それに引き換え「はぜるひばな」はポワロを包む美しい言葉である。ベルギーではポワロを爆ぜる花火として受け止める共感の社会的基盤があるのだ、と感じられる。
 残念ながら、原作には「爆ぜる花火」と言う言葉は出てこない。クリスティーの「チョコレートの箱」はポワロが犯人を間違えた失敗談であり、推理の仕掛けはチョコレートの箱の色という軽い短編小説である。そこでは、休暇中のポワロと初対面で事件の捜査を依頼するヴェルジニーの言葉は「個人的なこともお調べいただけると存じまして」(早川文庫版 訳者小倉多加志)と唐突だ。
1920年に「スタイルズ荘の怪事件」でデビューしたアガサ・クリスティが、1926年に「アクロイド殺し」で作家としてブレイクする以前の小品である。

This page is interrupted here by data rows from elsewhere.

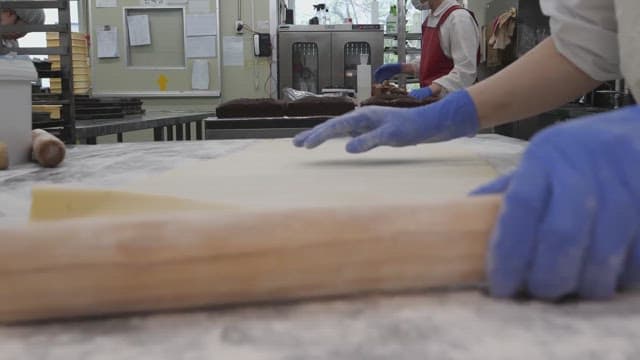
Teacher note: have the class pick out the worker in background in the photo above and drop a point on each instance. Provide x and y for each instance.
(9, 41)
(570, 220)
(450, 48)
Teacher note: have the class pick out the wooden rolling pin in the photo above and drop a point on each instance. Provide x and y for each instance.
(110, 266)
(4, 157)
(48, 150)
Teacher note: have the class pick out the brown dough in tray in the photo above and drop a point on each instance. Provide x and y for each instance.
(241, 108)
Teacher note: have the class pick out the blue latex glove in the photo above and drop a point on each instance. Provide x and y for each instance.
(386, 72)
(570, 222)
(421, 93)
(454, 116)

それでも、日本のミステリーに見られるおぞましい怨念が引き起こす事件や人間模様ではないところは好感が持てる。日本のそれが封建的な家族や因習との相克が背景にあるのに対して、ポワロが直面する多くは、金と毒薬の世界である。当時、先進資本主義社会であったイギリスでは金銭と契約(遺言)とが人々を結びつける。

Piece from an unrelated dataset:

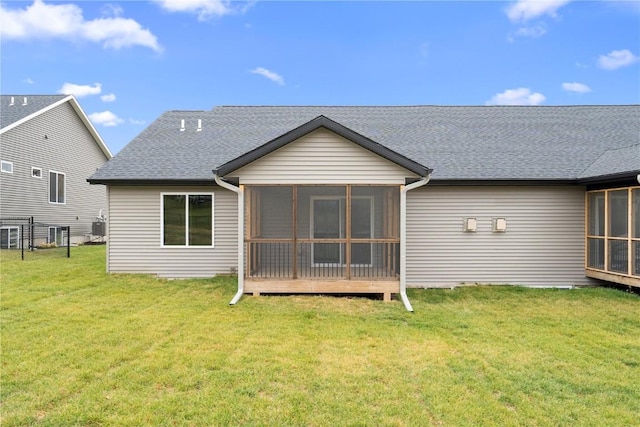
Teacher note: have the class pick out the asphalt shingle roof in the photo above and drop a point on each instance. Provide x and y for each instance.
(10, 114)
(458, 143)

映画の中ではどうだろう。クライブ・エクストンの脚本によって、ポワロが故郷ベルギーの思い出とともにある追慕の物語となる。デビット・スーシェの胸に飾られている花束のブローチの秘密も明らかになる。身だしなみのよいポワロの背広にはいつもブローチが飾られている。それは一人信じて捜査をしてくれたポワロへのヴェルジニーからのお礼の贈り物。爆ぜる火花は人々に幸せをもたらし、灰色の脳細胞は人々に利益をもたらす。イギリスで得るものは探偵家業の対価としてのお金。
 蛇足を。1978年、映画「ナイル殺人事件」でポワロ役を演じたピーター・ユスチノフほど私のポワロ像と似て非なる者はない。いや、それ以上に1974年に「オリエント急行殺人事件」でポワロ役を演じたアルバート・フィニーは品のない探偵であった。